« Les nouvelles tables de retenue à la source ont été publiées à une date postérieure au traitement des pensions de janvier, c’est pourquoi la rectification de la retenue à la source sera effectuée au mois de février », a répondu une source officielle du ministère du Travail, de la Solidarité et de la Sécurité sociale à Lusa, lorsqu’on lui a demandé si la Sécurité sociale et la Caixa Geral de Aposentações (CGA) verseraient les pensions de janvier conformément aux nouvelles tables, rendues publiques aujourd’hui, ou si elles le feraient plus tard.
« Les pensions de février appliqueront les tables de 2026 pour le mois correspondant et le montant perçu en excès pour janvier sera remboursé », a-t-elle précisé.
La retenue de l’IRS portant sur les pensions brutes de janvier se basera sur les tables antérieures (celles en vigueur en décembre).
Ensuite, lors du traitement suivant, en février, les nouvelles tables seront appliquées et un ajustement relatif au mois de janvier sera effectué en même temps.
Les pensions de la Sécurité sociale seront versées jeudi prochain, le 8 janvier, et celles de la CGA seront payées le 19.
Les nouvelles tables de retenue à la source ont été divulguées aujourd’hui sur le portail des Finances et publiées ultérieurement dans un supplément au Diário da República.

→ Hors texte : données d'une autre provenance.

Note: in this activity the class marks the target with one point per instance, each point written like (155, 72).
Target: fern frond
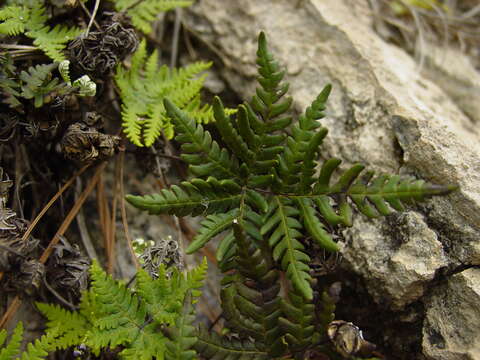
(229, 134)
(254, 292)
(122, 313)
(14, 19)
(314, 226)
(38, 83)
(204, 156)
(143, 88)
(13, 347)
(39, 349)
(212, 346)
(31, 21)
(298, 322)
(283, 230)
(378, 196)
(210, 227)
(72, 326)
(194, 197)
(52, 41)
(182, 337)
(142, 14)
(165, 295)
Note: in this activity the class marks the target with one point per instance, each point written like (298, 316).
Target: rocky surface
(385, 114)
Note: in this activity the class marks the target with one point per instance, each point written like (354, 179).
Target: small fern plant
(265, 191)
(143, 87)
(144, 12)
(153, 320)
(31, 19)
(39, 84)
(36, 350)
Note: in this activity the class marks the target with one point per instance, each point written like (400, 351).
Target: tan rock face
(451, 327)
(383, 113)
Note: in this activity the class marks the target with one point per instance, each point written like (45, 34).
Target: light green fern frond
(31, 21)
(37, 350)
(13, 347)
(13, 18)
(145, 12)
(143, 88)
(72, 326)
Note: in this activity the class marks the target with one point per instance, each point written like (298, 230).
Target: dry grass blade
(13, 307)
(49, 204)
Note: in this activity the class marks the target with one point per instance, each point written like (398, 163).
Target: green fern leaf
(38, 83)
(14, 19)
(52, 41)
(298, 322)
(144, 13)
(211, 226)
(182, 337)
(123, 314)
(204, 156)
(143, 88)
(165, 295)
(73, 325)
(212, 346)
(284, 230)
(31, 21)
(13, 347)
(192, 198)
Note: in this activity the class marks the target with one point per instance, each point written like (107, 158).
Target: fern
(276, 171)
(31, 20)
(111, 315)
(143, 13)
(143, 88)
(36, 350)
(260, 190)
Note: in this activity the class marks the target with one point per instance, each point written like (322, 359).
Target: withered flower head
(67, 269)
(100, 51)
(165, 251)
(348, 339)
(85, 144)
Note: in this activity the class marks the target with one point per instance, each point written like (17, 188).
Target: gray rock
(451, 328)
(383, 113)
(401, 260)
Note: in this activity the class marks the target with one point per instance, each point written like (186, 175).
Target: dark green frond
(230, 135)
(73, 325)
(13, 347)
(13, 19)
(145, 12)
(193, 198)
(254, 292)
(314, 226)
(210, 227)
(182, 337)
(269, 101)
(283, 231)
(122, 313)
(298, 322)
(213, 347)
(386, 193)
(204, 156)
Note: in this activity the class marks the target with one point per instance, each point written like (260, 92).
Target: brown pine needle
(15, 304)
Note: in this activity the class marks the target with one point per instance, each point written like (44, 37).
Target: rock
(398, 264)
(381, 112)
(452, 310)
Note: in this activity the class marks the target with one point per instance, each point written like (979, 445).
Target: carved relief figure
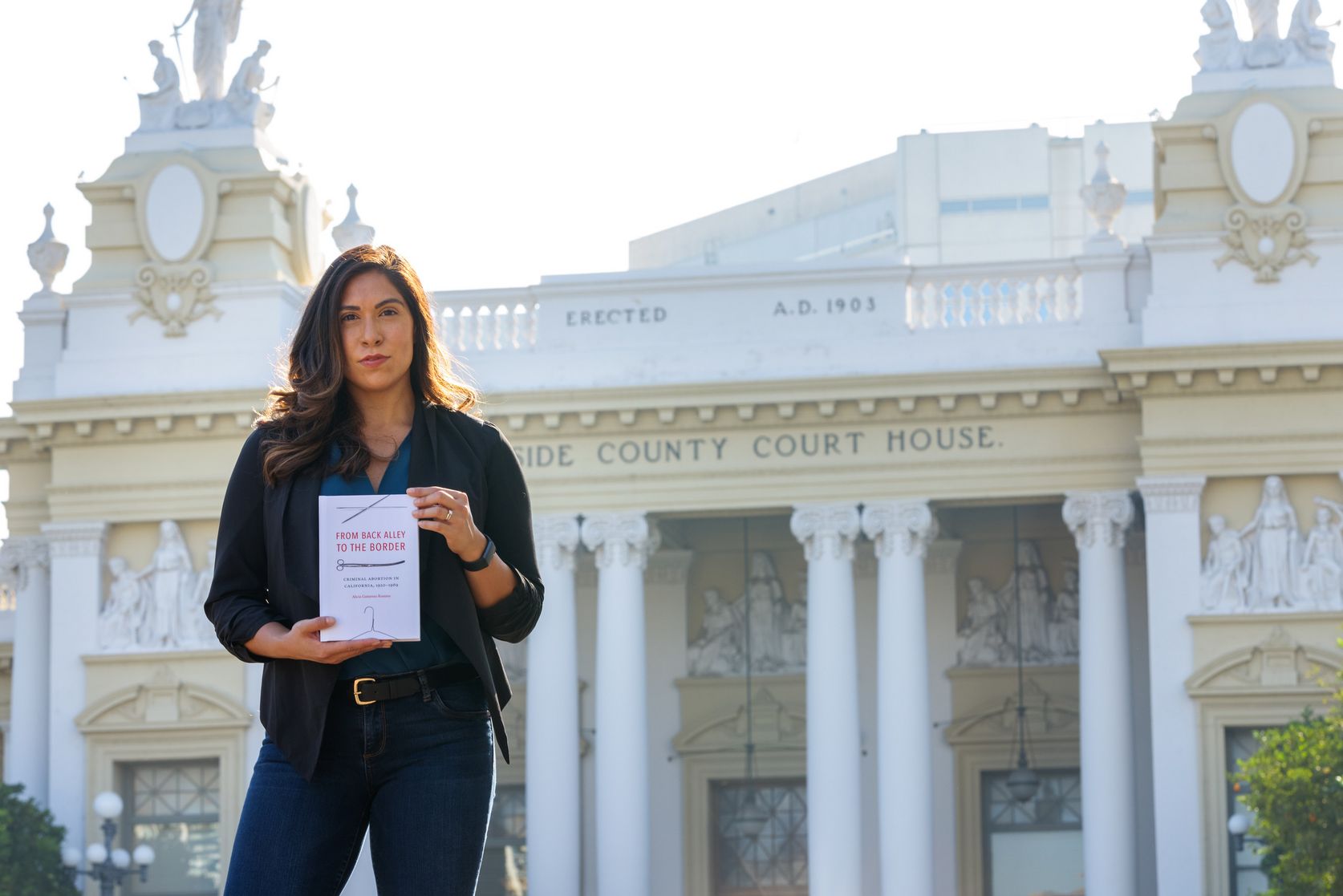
(1309, 41)
(778, 627)
(243, 97)
(119, 623)
(1225, 575)
(1272, 543)
(1322, 559)
(1219, 49)
(1064, 617)
(159, 107)
(982, 639)
(717, 651)
(1265, 47)
(217, 27)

L’arrêté de la secrétaire d’État aux Affaires fiscales, Cláudia Reis Duarte, entre en vigueur mercredi, mais produit ses effets à partir du 1er janvier 2026, ce qui signifie que les nouveaux taux mensuels servent de base à la retenue mensuelle effectuée sur les revenus du travail et des pensions pour l’ensemble de l’année 2026, du 1er janvier au 31 décembre.
Cependant, le Code de l’IRS précise que les tables de retenue s’appliquent aux revenus « payés ou mis à disposition après leur entrée en vigueur » et, comme certains payeurs ont déjà traité les revenus, il est nécessaire de rectifier les montants perçus le mois suivant immédiatement.
Cet impératif découle des règles générales de l’impôt. Selon le Code de l’IRS, « lorsque des erreurs entraînent des montants retenus incorrects, qu’ils soient en surplus ou en déficit, imputables à l’entité chargée de la retenue, la rectification peut être effectuée lors de la première retenue après la détection de l’erreur, ou lors des suivantes si le montant excédentaire ou manquant ne peut être rectifié en une seule retenue, sans toutefois dépasser la dernière période de retenue annuelle ».
En appliquant cette règle aux nouvelles tables de l’IRS de 2026, tout payeur de revenus de pensions (comme la Sécurité sociale et la CGA) ou de travail salarié (comme une entreprise ou une administration publique) doit apporter la correction en février si l’IRS retenu ce premier mois de l’année ne correspond pas au montant désormais fixé par le Gouvernement.
Les pensions jusqu’à 920 euros bruts par mois ne feront l’objet d’aucune retenue de l’IRS, car elles sont totalement exonérées d’impôt, étant donné que le seuil d’exemption est aligné avec le salaire minimum national, qui a été porté à ce montant cette année.
Les nouveaux taux de retenue sont plus bas que ceux en vigueur à la fin de 2025, traduisant l’effet de trois mesures du budget de l’État pour 2026 : la réduction des taux du 2e au 5e échelons, l’actualisation des valeurs définissant les 9 paliers de revenu de 3,51 %, et l’augmentation du minimum de subsistance à 12 880 euros, c’est-à-dire du mécanisme garantissant une exonération totale ou partielle de l’IRS pour ceux ayant les salaires les plus bas.